Async Programming & Ecosystem

Async Programming & Python Ecosystem Python's asyncio enables high-concurrency I/O without threads. Combined with its rich ecosystem — aiohttp, SQLAlchemy, Cele

Async Programming & Python Ecosystem

Python's asyncio enables high-concurrency I/O without threads. Combined with its rich ecosystem — aiohttp, SQLAlchemy, Celery, and more — Python excels at building scalable web services and data pipelines.

asyncio Fundamentals

import asyncio

async def fetch(url: str, delay: float = 1.0) -> str:
    await asyncio.sleep(delay)   # non-blocking I/O simulation
    return f"Data from {url}"

async def main():
    # Sequential — total: 3 seconds
    r1 = await fetch("api1.com", 1.0)
    r2 = await fetch("api2.com", 2.0)

    # Concurrent with gather — total: 2 seconds (limited by slowest)
    results = await asyncio.gather(
        fetch("api1.com", 1.0),
        fetch("api2.com", 2.0),
        fetch("api3.com", 0.5),
    )
    print(results)

    # Ignore individual errors
    results = await asyncio.gather(
        fetch("api1.com"),
        fetch("broken.com"),
        return_exceptions=True,   # exceptions returned, not raised
    )

asyncio.run(main())

Real HTTP with aiohttp

import aiohttp
import asyncio

async def fetch_json(session: aiohttp.ClientSession, url: str) -> dict:
    timeout = aiohttp.ClientTimeout(total=10)
    async with session.get(url, timeout=timeout) as resp:
        resp.raise_for_status()
        return await resp.json()

# Semaphore to cap concurrent requests
async def fetch_all(urls: list[str], limit: int = 10) -> list:
    semaphore = asyncio.Semaphore(limit)

    async def fetch_one(session, url):
        async with semaphore:
            return await fetch_json(session, url)

    async with aiohttp.ClientSession() as session:
        tasks = [fetch_one(session, url) for url in urls]
        return await asyncio.gather(*tasks, return_exceptions=True)

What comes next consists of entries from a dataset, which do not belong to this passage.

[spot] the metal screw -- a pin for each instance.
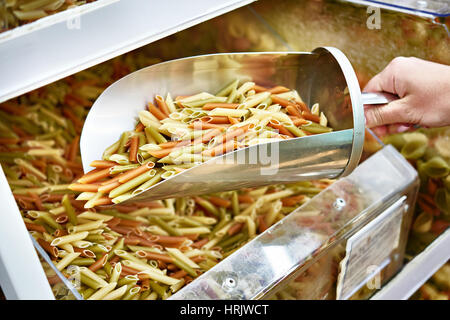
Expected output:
(339, 204)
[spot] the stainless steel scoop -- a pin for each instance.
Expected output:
(324, 76)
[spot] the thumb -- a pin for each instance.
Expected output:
(393, 112)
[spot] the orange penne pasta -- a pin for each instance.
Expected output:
(127, 176)
(155, 256)
(133, 148)
(51, 250)
(102, 164)
(200, 125)
(211, 106)
(73, 149)
(92, 177)
(177, 98)
(235, 228)
(9, 141)
(162, 105)
(245, 198)
(293, 111)
(102, 201)
(156, 112)
(221, 149)
(278, 89)
(281, 129)
(233, 134)
(298, 121)
(139, 127)
(81, 187)
(215, 119)
(233, 120)
(169, 239)
(99, 263)
(172, 144)
(116, 178)
(302, 106)
(34, 227)
(262, 225)
(161, 153)
(208, 136)
(259, 88)
(310, 116)
(280, 101)
(219, 201)
(291, 201)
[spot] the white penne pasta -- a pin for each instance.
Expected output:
(323, 120)
(197, 97)
(170, 104)
(274, 108)
(151, 272)
(282, 117)
(86, 226)
(102, 292)
(122, 197)
(57, 210)
(193, 253)
(188, 157)
(179, 255)
(39, 143)
(81, 244)
(221, 232)
(91, 202)
(264, 140)
(119, 158)
(273, 212)
(277, 195)
(129, 257)
(157, 230)
(30, 168)
(150, 147)
(45, 152)
(204, 220)
(211, 243)
(94, 216)
(194, 230)
(246, 86)
(198, 147)
(228, 112)
(315, 109)
(67, 247)
(69, 238)
(254, 100)
(64, 262)
(116, 294)
(177, 116)
(151, 211)
(148, 119)
(168, 174)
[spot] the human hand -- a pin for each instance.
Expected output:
(424, 91)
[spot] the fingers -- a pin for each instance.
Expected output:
(386, 79)
(393, 112)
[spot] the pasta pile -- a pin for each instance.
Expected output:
(428, 150)
(19, 12)
(201, 127)
(140, 251)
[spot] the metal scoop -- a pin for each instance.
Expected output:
(324, 76)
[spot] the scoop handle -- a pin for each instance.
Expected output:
(370, 98)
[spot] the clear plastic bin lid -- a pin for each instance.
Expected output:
(255, 269)
(440, 8)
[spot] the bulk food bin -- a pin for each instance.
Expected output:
(325, 268)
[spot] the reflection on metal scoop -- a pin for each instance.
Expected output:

# Async generator for pagination
async def paginate(base_url: str):
    page = 1
    async with aiohttp.ClientSession() as session:
        while True:
            data = await fetch_json(session, f"{base_url}?page={page}")
            if not data:
                break
            for item in data:
                yield item
            page += 1

Tasks & Patterns

import asyncio

# Tasks run concurrently in the background
async def main():
    task1 = asyncio.create_task(fetch("api1.com"))
    task2 = asyncio.create_task(fetch("api2.com"))

    # Other work runs while tasks execute
    await asyncio.sleep(0)

    await asyncio.wait_for(task1, timeout=5.0)
    results = await asyncio.gather(task1, task2)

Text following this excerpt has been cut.